Systemic change is nothing if not difficult, and whilst there have been numerous models and frameworks proposed over the years, few of these have really had a body of successful implementation behind them to suggest a high degree of robustness.
One of the pioneers in this space however are The GovLab that has emerged out of New York University, and they’ve recently teamed up with the Bertelsmann Foundation to create a new initiative around People Led Innovation.
“In the modern era of governance where municipalities increasingly face incredibly complex challenges, the need for innovation is clear,” the partners say. “Cities need to go beyond providing innovative solutions – they also need to transform and modernize the way those solutions are developed.”
The website was born out of a report that was published last year that outlined the importance of people-led innovation in cities and urban environments. The report highlights both the rapid growth in cities and the inherent complexity that this growth provides in solving pressing social challenges, and also the importance of taking a people-led approach to problem solving that would see cities become policy laboratories whereby approaches are tested and solutions proven.
“The People-Led Innovation initiative is built on the idea that, as governments increasingly experiment with new means for drawing on the public’s knowledge and skills to address common challenges, one-size-fits-all citizen engagement efforts are often too broad and unwieldy to surface useful insights for city governments,” the team explain. “This new initiative provides city officials with a more strategic and actionable consideration of the most effective ways to engage the right people for the right task at the right time.”
Four phases of change
The report outlines four phases that the team believe are crucial to successful people-led innovation:
- Define and curate problems – specifically engaging people in the identification, definition and prioritization of the problems that need addressing.
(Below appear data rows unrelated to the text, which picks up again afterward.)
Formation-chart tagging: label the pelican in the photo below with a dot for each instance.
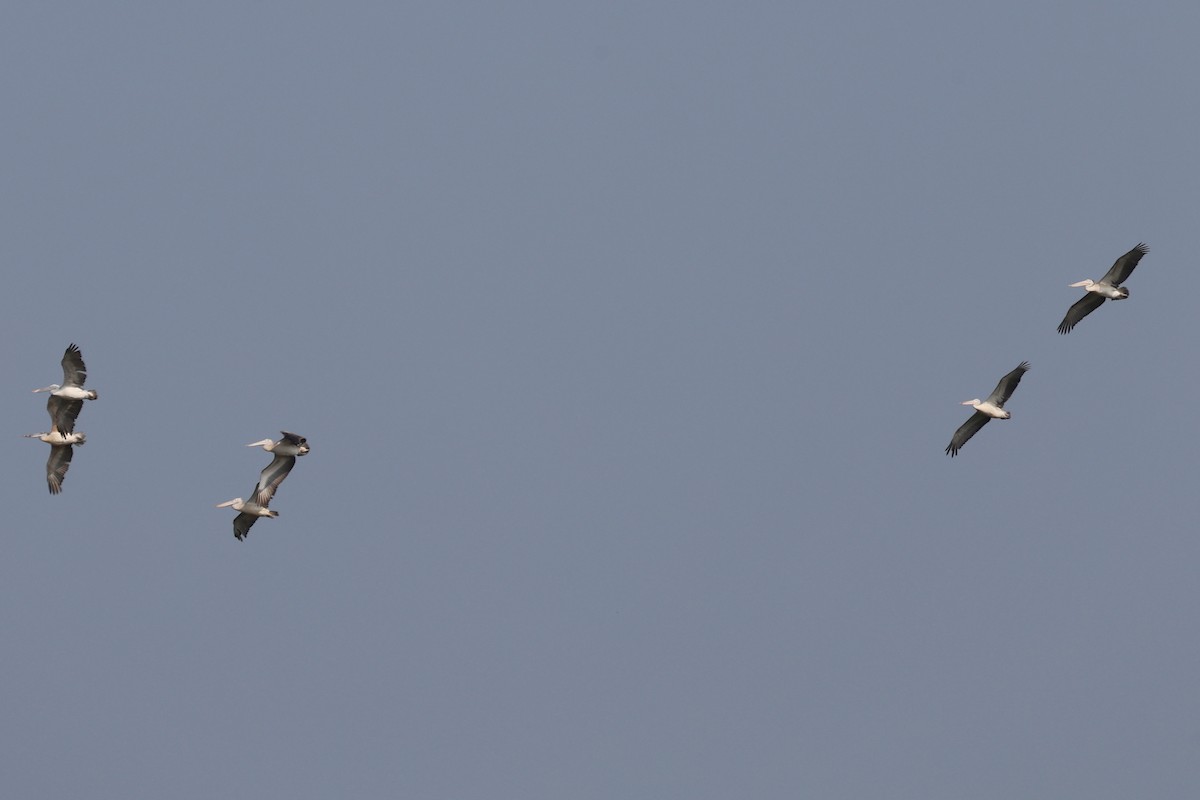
(1107, 288)
(989, 409)
(61, 451)
(286, 451)
(66, 398)
(250, 513)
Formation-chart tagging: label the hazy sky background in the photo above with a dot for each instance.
(628, 337)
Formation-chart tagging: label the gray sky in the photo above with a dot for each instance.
(628, 338)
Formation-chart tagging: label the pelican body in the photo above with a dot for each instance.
(61, 452)
(1107, 288)
(286, 451)
(250, 512)
(993, 408)
(66, 398)
(64, 405)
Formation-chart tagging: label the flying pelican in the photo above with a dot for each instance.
(66, 398)
(1107, 288)
(989, 409)
(61, 452)
(250, 513)
(286, 451)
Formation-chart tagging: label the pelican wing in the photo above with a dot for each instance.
(241, 524)
(965, 432)
(57, 467)
(1122, 268)
(1007, 384)
(63, 411)
(75, 373)
(1083, 307)
(271, 476)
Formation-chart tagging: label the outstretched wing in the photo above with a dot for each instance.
(57, 467)
(965, 432)
(1007, 384)
(75, 373)
(241, 524)
(1083, 307)
(271, 476)
(63, 411)
(1122, 268)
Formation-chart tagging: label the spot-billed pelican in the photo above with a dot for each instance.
(989, 409)
(250, 513)
(286, 451)
(66, 398)
(61, 452)
(1107, 288)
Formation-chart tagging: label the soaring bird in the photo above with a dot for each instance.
(286, 451)
(989, 409)
(61, 452)
(66, 398)
(250, 513)
(64, 407)
(1107, 288)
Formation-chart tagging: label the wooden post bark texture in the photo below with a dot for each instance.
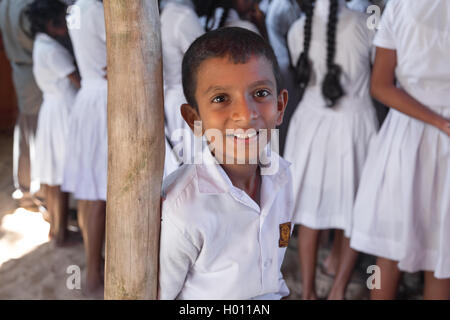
(136, 148)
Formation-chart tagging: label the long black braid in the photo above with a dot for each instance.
(331, 86)
(303, 67)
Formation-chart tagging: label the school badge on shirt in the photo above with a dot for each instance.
(285, 234)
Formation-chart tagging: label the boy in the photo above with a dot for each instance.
(225, 227)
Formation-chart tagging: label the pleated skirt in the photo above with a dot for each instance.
(85, 174)
(327, 149)
(402, 210)
(51, 138)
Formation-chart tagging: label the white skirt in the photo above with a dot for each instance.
(402, 210)
(86, 168)
(327, 149)
(51, 138)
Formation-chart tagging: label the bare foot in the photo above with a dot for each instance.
(330, 265)
(67, 239)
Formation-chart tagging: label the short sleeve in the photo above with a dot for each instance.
(177, 254)
(98, 16)
(188, 29)
(385, 35)
(60, 61)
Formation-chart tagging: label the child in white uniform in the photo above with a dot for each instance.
(87, 159)
(225, 227)
(280, 17)
(402, 211)
(330, 131)
(55, 73)
(180, 26)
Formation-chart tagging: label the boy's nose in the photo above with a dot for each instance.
(244, 111)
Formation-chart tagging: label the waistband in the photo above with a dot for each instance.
(93, 82)
(437, 100)
(314, 99)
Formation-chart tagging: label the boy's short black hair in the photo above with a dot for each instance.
(40, 12)
(237, 43)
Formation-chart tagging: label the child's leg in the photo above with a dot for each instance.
(344, 272)
(390, 277)
(331, 263)
(436, 289)
(48, 215)
(59, 211)
(307, 249)
(92, 222)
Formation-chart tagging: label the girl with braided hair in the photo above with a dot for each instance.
(236, 13)
(85, 172)
(55, 73)
(402, 210)
(330, 130)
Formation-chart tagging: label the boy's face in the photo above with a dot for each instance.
(240, 102)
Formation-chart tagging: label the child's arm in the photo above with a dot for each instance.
(384, 90)
(74, 77)
(177, 256)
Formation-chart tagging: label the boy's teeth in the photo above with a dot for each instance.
(245, 136)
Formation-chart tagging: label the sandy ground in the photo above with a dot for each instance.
(32, 268)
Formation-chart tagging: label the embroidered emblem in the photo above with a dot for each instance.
(285, 234)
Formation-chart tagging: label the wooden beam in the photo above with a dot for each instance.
(136, 148)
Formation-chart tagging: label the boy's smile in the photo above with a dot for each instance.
(238, 103)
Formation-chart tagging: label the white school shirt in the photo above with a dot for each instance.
(216, 242)
(52, 63)
(423, 67)
(280, 16)
(180, 26)
(90, 41)
(353, 52)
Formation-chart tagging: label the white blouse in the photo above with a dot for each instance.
(216, 242)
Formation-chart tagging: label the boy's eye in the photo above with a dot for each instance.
(219, 99)
(262, 93)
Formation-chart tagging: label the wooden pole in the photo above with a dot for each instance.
(136, 148)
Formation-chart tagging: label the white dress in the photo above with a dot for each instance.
(180, 26)
(328, 147)
(87, 158)
(402, 211)
(52, 63)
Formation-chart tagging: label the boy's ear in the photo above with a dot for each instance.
(283, 98)
(190, 115)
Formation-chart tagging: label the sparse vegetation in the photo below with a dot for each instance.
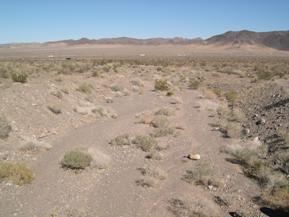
(160, 122)
(231, 96)
(54, 109)
(145, 143)
(201, 175)
(164, 112)
(194, 84)
(165, 131)
(121, 140)
(16, 173)
(155, 172)
(274, 184)
(5, 128)
(85, 88)
(76, 160)
(19, 77)
(162, 85)
(180, 209)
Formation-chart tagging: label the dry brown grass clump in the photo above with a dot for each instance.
(154, 172)
(203, 174)
(151, 176)
(76, 160)
(121, 140)
(181, 209)
(144, 142)
(194, 84)
(54, 109)
(19, 77)
(85, 88)
(162, 85)
(160, 122)
(5, 128)
(16, 173)
(164, 131)
(274, 184)
(231, 97)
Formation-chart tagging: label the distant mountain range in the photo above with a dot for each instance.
(276, 39)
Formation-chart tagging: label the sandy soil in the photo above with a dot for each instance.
(113, 192)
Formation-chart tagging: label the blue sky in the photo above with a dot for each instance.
(40, 20)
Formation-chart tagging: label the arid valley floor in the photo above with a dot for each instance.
(174, 134)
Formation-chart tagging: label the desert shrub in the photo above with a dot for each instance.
(283, 134)
(4, 72)
(263, 73)
(154, 155)
(162, 85)
(147, 182)
(231, 96)
(160, 122)
(164, 112)
(277, 197)
(201, 175)
(16, 173)
(181, 209)
(115, 88)
(233, 130)
(54, 109)
(154, 172)
(237, 115)
(217, 91)
(194, 84)
(165, 131)
(76, 160)
(85, 88)
(20, 77)
(57, 94)
(253, 166)
(5, 128)
(121, 140)
(145, 143)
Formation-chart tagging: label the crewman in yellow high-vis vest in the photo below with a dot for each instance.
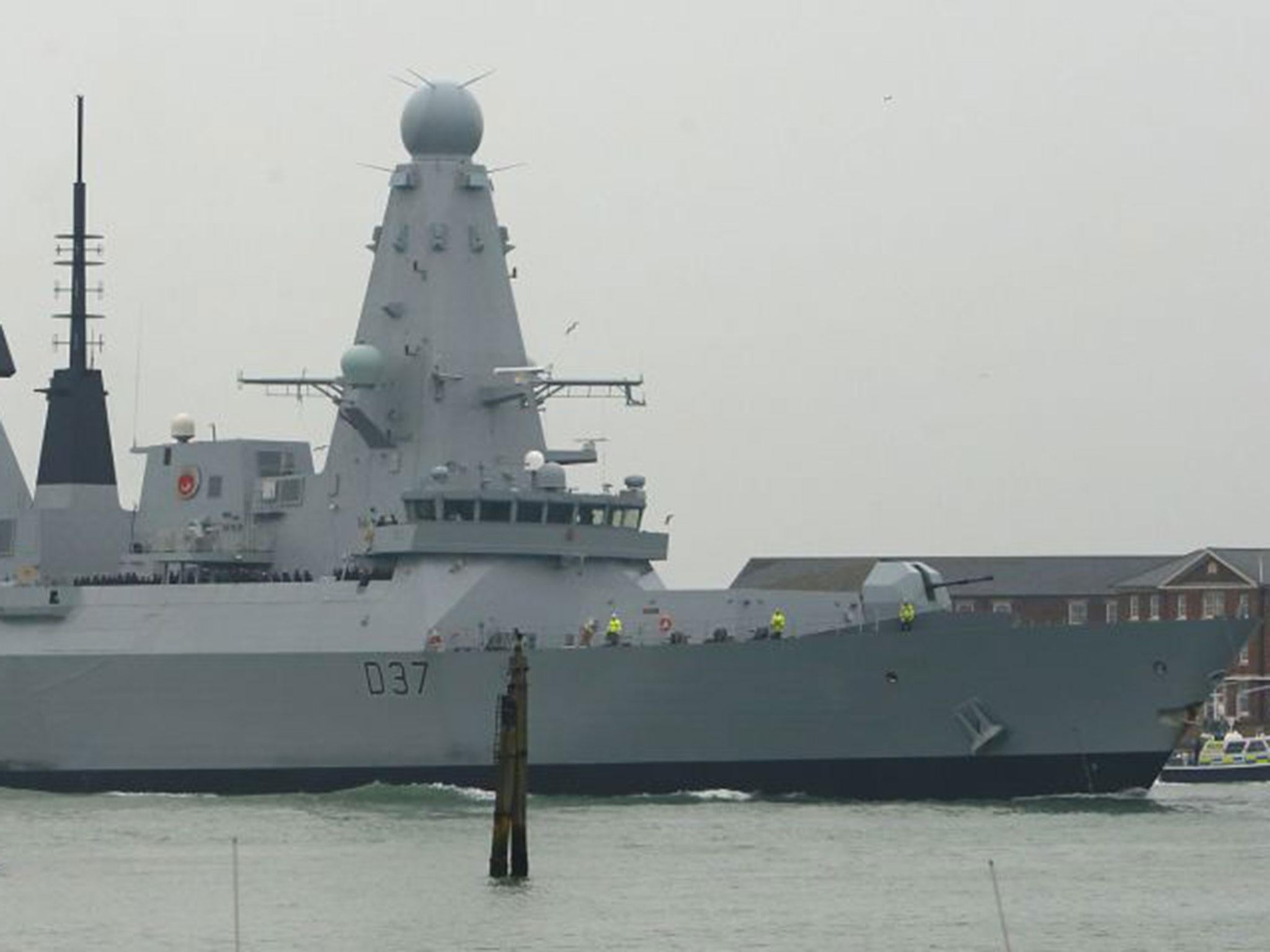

- Ideate and curate solutions – tapping into the expertise people have whilst also utilizing the data contained within cities to create ideas to solve the aforementioned problems.
- Experiment and curate capacity – use whatever spare capacity people have to experiment and implement novel innovations in an agile manner to road test solutions and learn what works in the real world.
- Expand and curate feedback – work collaboratively to ensure that the lessons from these experiments are shared widely and subsequent projects improved upon as a result.
The methodology is designed to be flexible enough to support a people-led approach to change. It requires clear segmentation of tasks people can perform at various stages, and the methodology outlines eight distinct segments of people with whom one should collaborate, and four different roles those groups of people can play.
It emerged out of previous work undertaken by the GovLab, with lessons also fed into the methodology by the Bertelsmann Foundation’s Transatlantic Policy Lab project.
“Our Methodology for People-Led Innovation provides public entrepreneurs in cities with a set of steps that enable them to tap into their potentially most important – but underutilized – asset: people,” the team explain. “With localities around the world increasingly seizing the initiative to develop bold solutions, including people at all stages of the policy development process is critical to obtaining the best outcomes for the greatest number of people possible.”
In many ways, the methodology is not especially ground-breaking, and indeed borrows heavily from the kind of lean methods that have become standard practice in many domains in the past few years. Where they could potentially be invaluable is if GovLab can prove that they can support systemic change in a multitude of different use cases. That would be largely unprecedented and hugely valuable for all of those who are looking to tackle complex and systemic challenges. Whilst the team state that the methodology emerged out of just such use cases, I’d love to see a few more successful implementations before getting too carried away, but it is nonetheless an interesting methodology from a team with a strong track record in urban transformation.